Cut your loss in large vocabulary models of vocabulary

As models of languages that grow up, so make their vocabulary. This has changed the Memory Footprint of llms during the unjust training in one layer: Cross-entropy on a compulsory complication. Cross-Entropy Creates a Text Inputs for each Input Tokens and vocabulary and, small models, the largest llm orders combined with the combined llm. We propose a cross-endropy (CCO), the method involving entropy loss of entropy without inserting material for all tokens into all memory.

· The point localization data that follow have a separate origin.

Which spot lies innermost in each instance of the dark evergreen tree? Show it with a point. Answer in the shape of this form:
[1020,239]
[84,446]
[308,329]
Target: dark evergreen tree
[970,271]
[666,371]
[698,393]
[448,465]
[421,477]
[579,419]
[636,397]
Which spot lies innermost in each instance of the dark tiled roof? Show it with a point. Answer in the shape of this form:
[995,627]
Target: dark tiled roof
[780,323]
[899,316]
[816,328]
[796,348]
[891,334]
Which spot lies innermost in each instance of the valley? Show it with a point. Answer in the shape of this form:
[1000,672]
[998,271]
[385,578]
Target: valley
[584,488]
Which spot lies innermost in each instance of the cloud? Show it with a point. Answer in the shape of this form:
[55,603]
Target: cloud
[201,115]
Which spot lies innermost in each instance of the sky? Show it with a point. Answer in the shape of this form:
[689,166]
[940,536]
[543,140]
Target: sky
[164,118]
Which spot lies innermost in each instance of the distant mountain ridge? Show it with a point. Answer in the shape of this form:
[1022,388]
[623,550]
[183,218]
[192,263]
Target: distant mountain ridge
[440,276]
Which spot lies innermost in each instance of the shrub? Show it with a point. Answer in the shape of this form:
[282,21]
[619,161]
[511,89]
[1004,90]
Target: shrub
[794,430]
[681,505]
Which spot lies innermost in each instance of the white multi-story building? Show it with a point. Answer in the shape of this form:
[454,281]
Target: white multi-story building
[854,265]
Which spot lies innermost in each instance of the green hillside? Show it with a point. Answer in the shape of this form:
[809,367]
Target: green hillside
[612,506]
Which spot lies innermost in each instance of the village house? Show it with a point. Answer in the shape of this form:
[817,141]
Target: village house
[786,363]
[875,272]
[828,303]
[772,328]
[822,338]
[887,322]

Instead, CCCE is the only role in the Foken Rirchle Shop and reading Log-Sum-EXT-EXT Only in all the installation of the flies. We use the custom kernel that makes the dupression of the matrix and the reduction of log-sum-expense over vocabulary with flash memory, making the use of the global memory in the Cross-Entroy Memory. This has a huge impact. Taking a Gemma 2 (2B) model, CCE CCE reduces the Memory Footprint of a lost Complaint in 1 GB to 1 GB. Improving the CCE's fulfillment, we get the specialty of Sparsity of Softmax and suggest to unlock the electric components of the computer (ie, under the accuracy of the amounts) in Gradient. The test shows that surprising reductions for memory usage is done without having to wake up the speed of training or conversion.